Exporting the Oil for Development Model
In September 2005 the Norwegian government launched the OfD Initiative. According to the Director General, Deputy Head of Tax Law Department at the Ministry of Finance in Norway, Stig Sollund (2011), the initiative forms an important part of the country’s development assistance to the ‘developing countries’ that have oil and gas. He further introduces it in a philanthropic tone as aiming to assist these countries “in their efforts to manage petroleum resources in a way that generates economic growth, promotes welfare of the population in general and which is environmentally sustainable” (Sollund 2011: 45). NORAD’s website affirms that since it was initiated “the programme has received request for assistance from close to 50 countries”. No wonder in his interview with the Swedish radio, the OfD Director, Petter Nore, affirmed that “there is a perception in the world that Norway can assist countries in making oil a blessing and not a curse.”

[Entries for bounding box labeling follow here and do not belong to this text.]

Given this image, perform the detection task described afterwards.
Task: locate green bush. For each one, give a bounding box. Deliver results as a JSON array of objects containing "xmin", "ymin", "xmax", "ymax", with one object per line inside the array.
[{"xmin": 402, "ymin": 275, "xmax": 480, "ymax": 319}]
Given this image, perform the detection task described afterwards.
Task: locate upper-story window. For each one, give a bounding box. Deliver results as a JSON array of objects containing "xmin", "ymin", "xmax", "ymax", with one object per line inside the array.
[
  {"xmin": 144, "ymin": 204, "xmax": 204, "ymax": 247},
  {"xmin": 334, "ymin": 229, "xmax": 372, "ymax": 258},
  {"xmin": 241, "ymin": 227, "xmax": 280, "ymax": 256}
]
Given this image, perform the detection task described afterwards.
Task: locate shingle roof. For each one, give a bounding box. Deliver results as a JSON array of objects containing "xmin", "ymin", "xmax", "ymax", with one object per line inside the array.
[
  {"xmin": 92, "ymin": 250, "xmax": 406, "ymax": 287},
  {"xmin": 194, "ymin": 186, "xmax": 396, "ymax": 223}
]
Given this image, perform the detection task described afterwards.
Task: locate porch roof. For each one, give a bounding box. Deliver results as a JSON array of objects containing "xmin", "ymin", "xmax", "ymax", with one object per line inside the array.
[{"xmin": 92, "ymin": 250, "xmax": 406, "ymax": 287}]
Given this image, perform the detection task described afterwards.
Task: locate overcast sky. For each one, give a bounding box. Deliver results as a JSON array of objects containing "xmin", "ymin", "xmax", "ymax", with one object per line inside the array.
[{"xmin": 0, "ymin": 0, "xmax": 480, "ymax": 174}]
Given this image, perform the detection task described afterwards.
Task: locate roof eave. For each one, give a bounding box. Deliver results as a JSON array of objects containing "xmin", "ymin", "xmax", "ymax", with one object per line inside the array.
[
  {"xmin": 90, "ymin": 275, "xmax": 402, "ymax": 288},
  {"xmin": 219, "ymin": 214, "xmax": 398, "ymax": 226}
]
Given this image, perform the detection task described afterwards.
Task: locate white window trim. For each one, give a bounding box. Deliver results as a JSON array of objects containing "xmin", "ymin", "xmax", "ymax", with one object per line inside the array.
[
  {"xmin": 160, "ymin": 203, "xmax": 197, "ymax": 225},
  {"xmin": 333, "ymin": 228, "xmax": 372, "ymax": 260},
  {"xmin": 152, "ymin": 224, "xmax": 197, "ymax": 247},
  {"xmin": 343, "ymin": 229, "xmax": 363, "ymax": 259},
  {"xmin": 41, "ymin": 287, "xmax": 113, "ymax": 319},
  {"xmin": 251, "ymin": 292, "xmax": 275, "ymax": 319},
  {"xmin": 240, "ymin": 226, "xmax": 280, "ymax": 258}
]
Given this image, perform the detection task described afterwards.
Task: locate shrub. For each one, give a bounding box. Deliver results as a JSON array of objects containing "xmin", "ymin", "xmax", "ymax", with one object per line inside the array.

The immediate former Norwegian Ambassador to Tanzania, Jon Lomøy, played a very crucial role in cementing the CSC setup in the country. It is not by chance that as a former Deputy Director General of the Department for Africa, Asia, Latin America and the Middle East in the Ministry of Foreign Affairs responsible for overseeing the OfD program and bilateral aid, he was appointed to the ambassadorial position in the country at a time when oil was increasingly becoming the center of attention among prospecting companies and a thorny issue in the debate on the 1964 Union between Tanganyika and Zanzibar that constituted the United Republic of Tanzania. His tenure therein ran from January 2007 to March 2010.
Thus it was during Lomøy’s ambassadorial tenure in Tanzania that the PSA application of the Norwegian company Statoil ASA went through. It was signed on 18 April 2007 licensing it to explore oil and gas in Block – 2 Deep Offshore Basin in Figure 1 above.
Statoil was incorporated as a limited liability company under the name Den norske stats oljeselskap a.s on 18 September 1972. As a company wholly owned by the Norwegian State, Statoil's role was to be the government's commercial instrument in the development of the oil and gas industry in Norway. In 2001, the company became a public limited company listed on the Oslo and New York stock exchanges, and it changed its name to Statoil ASA. On 1 October 2007, the oil and gas division of Norsk Hydro ASA was
merged with Statoil, and the company was given the temporary name of StatoilHydro. On 1 November 2009, the company changed its name back to Statoil.
It was also during Lomøy’s latest ambassadorial tenure that that the Norwegian People’s Aid (NPA), a CSO that was heavily funded by the Norwegian Embassy/NORAD, held an international conference on oil in Tanzania. NPA also commissioned a study on oil.